Hi there,
I’m building a model on Kaggle with 2D ResNet50 encoder and 3D U-Net decoder for medical image segmentation, but OutOfMemoryError: CUDA out of memory error keeps hitting. I’ve tried multiple ways I found online but nothing worked for me. Any ideas on how to solve the problem?
This is my net:
os.environ['TF_FORCE_GPU_ALLOW_GROWTH']='true'
os.environ["PYTORCH_CUDA_ALLOC_CONF"] = "max_split_size_mb:1024"
def free_gpu_cache():
print("Initial GPU Usage")
gpu_usage()
torch.cuda.empty_cache()
cuda.select_device(0)
cuda.close()
cuda.select_device(0)
print("GPU Usage after emptying the cache")
gpu_usage()
class ResNetEncoder(nn.Module):
def __init__(self, pretrained=True):
super(ResNetEncoder, self).__init__()
self.resnet50 = resnet50(pretrained=pretrained)
self.resnet50.conv1 = nn.Conv2d(1, 64, kernel_size=7, stride=2, padding=3, bias=False)
def forward(self, x):
x = self.resnet50.conv1(x)
x = self.resnet50.bn1(x)
x = self.resnet50.relu(x)
x = self.resnet50.maxpool(x)
enc1 = checkpoint.checkpoint(self.resnet50.layer1, x)
enc2 = checkpoint.checkpoint(self.resnet50.layer2, enc1)
enc3 = checkpoint.checkpoint(self.resnet50.layer3, enc2)
enc4 = checkpoint.checkpoint(self.resnet50.layer4, enc3)
return enc4, enc3, enc2, enc1
class UNet3DDecoder(nn.Module):
def __init__(self):
super(UNet3DDecoder, self).__init__()
self.conv_reduce4 = nn.Conv3d(3072, 2048, kernel_size=1) # Add this layer to reduce channels
self.decoder4 = nn.Sequential(
nn.ConvTranspose3d(2048, 1024, kernel_size=2, stride=2),
nn.Conv3d(1024, 1024, kernel_size=3, padding=1),
nn.BatchNorm3d(1024),
nn.ReLU(inplace=True)
)
self.conv_reduce3 = nn.Conv3d(1536, 1024, kernel_size=1) # Adjust channels here as well
self.decoder3 = nn.Sequential(
nn.ConvTranspose3d(1024, 512, kernel_size=2, stride=2),
nn.Conv3d(512, 512, kernel_size=3, padding=1),
nn.BatchNorm3d(512),
nn.ReLU(inplace=True)
)
self.conv_reduce2 = nn.Conv3d(768, 512, kernel_size=1) # Adjust channels here as well
self.decoder2 = nn.Sequential(
nn.ConvTranspose3d(512, 256, kernel_size=2, stride=2),
nn.Conv3d(256, 256, kernel_size=3, padding=1),
nn.BatchNorm3d(256),
nn.ReLU(inplace=True)
)
self.decoder1 = nn.Sequential(
nn.ConvTranspose3d(256, 128, kernel_size=2, stride=2),
nn.Conv3d(128, 128, kernel_size=3, padding=1),
nn.BatchNorm3d(128),
nn.ReLU(inplace=True)
)
self.vessel_out = nn.Conv3d(128, 1, kernel_size=1)
self.kidney_out = nn.Conv3d(128, 1, kernel_size=1)
def forward(self, enc4, enc3, enc2, enc1):
#print("Shape of enc4 before interpolation:", enc4.shape)
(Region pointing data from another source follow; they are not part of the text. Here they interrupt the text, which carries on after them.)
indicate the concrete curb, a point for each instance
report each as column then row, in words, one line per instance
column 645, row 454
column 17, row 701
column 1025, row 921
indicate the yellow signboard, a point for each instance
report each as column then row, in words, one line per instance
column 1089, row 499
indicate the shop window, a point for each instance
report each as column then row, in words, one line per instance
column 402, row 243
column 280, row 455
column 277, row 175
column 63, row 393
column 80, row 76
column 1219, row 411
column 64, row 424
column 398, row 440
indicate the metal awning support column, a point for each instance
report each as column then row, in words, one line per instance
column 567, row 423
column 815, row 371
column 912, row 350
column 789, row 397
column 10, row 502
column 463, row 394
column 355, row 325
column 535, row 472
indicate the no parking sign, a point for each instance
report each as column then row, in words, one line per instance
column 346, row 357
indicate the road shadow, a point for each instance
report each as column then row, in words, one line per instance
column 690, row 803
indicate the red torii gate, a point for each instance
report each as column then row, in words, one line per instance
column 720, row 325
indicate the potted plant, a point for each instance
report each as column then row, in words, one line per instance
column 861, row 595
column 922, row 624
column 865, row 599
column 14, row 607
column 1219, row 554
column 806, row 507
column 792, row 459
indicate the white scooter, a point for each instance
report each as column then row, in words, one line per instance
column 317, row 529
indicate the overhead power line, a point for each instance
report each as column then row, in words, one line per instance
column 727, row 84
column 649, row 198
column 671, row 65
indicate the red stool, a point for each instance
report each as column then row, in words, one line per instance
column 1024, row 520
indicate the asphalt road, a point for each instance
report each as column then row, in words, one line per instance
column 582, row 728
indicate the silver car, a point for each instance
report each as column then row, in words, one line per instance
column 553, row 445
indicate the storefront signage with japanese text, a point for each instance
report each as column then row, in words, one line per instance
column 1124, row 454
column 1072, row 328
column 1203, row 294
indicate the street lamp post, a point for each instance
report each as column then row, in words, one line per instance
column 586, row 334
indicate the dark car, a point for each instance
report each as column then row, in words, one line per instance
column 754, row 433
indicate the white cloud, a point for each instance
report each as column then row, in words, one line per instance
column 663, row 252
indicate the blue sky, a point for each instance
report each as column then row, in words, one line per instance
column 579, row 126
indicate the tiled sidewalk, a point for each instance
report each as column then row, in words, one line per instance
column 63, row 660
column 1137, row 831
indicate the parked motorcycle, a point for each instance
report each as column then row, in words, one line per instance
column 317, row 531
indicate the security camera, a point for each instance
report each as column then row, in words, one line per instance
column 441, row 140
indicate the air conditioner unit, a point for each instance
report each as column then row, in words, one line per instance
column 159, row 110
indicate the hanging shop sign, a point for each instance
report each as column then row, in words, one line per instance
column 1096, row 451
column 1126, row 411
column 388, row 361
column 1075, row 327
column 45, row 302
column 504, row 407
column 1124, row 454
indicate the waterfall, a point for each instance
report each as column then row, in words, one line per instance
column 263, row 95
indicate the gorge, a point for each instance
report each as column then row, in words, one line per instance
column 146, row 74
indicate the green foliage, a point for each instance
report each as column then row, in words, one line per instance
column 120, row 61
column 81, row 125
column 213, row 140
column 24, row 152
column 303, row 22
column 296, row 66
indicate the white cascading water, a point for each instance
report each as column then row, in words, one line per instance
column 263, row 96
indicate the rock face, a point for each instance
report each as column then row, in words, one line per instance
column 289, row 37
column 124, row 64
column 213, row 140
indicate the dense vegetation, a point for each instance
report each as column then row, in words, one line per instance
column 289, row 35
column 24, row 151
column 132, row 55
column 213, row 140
#print("Shape of enc3:", enc3.shape)
interpolated_enc4 = F.interpolate(enc4, size=enc3.shape[2:], mode='trilinear', align_corners=True)
concatenated = torch.cat([interpolated_enc4, enc3], dim=1)
concatenated = self.conv_reduce4(concatenated) # Reduce channels here
dec4 = self.decoder4(concatenated)
#print("Shape of dec4:", dec4.shape)
#print("Shape of enc2:", enc2.shape)
interpolated_dec4 = F.interpolate(dec4, size=enc2.shape[2:], mode='trilinear', align_corners=True)
concatenated = torch.cat([interpolated_dec4, enc2], dim=1)
concatenated = self.conv_reduce3(concatenated) # Reduce channels here
dec3 = self.decoder3(concatenated)
#print("Shape of dec3:", dec3.shape)
#print("Shape of enc1:", enc1.shape)
interpolated_dec3 = F.interpolate(dec3, size=enc1.shape[2:], mode='trilinear', align_corners=True)
concatenated = torch.cat([interpolated_dec3, enc1], dim=1)
concatenated = self.conv_reduce2(concatenated) # Reduce channels here
dec2 = self.decoder2(concatenated)
#print("Shape of dec2:", dec2.shape)
interpolated_dec2 = F.interpolate(dec2, scale_factor=2, mode='trilinear', align_corners=True)
dec1 = self.decoder1(interpolated_dec2)
#print("dec1 = interpolated dec2 =", dec1.shape)
vessel = self.vessel_out(dec1)
kidney = self.kidney_out(dec1)
return vessel, kidney
''''def forward(self, enc4, enc3, enc2, enc1):
dec4 = self.decoder4(torch.cat([F.interpolate(enc4, size=enc3.shape[2:], mode='trilinear', align_corners=True), enc3], dim=1))
dec3 = self.decoder3(torch.cat([F.interpolate(dec4, size=enc2.shape[2:], mode='trilinear', align_corners=True), enc2], dim=1))
dec2 = self.decoder2(torch.cat([F.interpolate(dec3, size=enc1.shape[2:], mode='trilinear', align_corners=True), enc1], dim=1))
dec1 = self.decoder1(F.interpolate(dec2, scale_factor=2, mode='trilinear', align_corners=True))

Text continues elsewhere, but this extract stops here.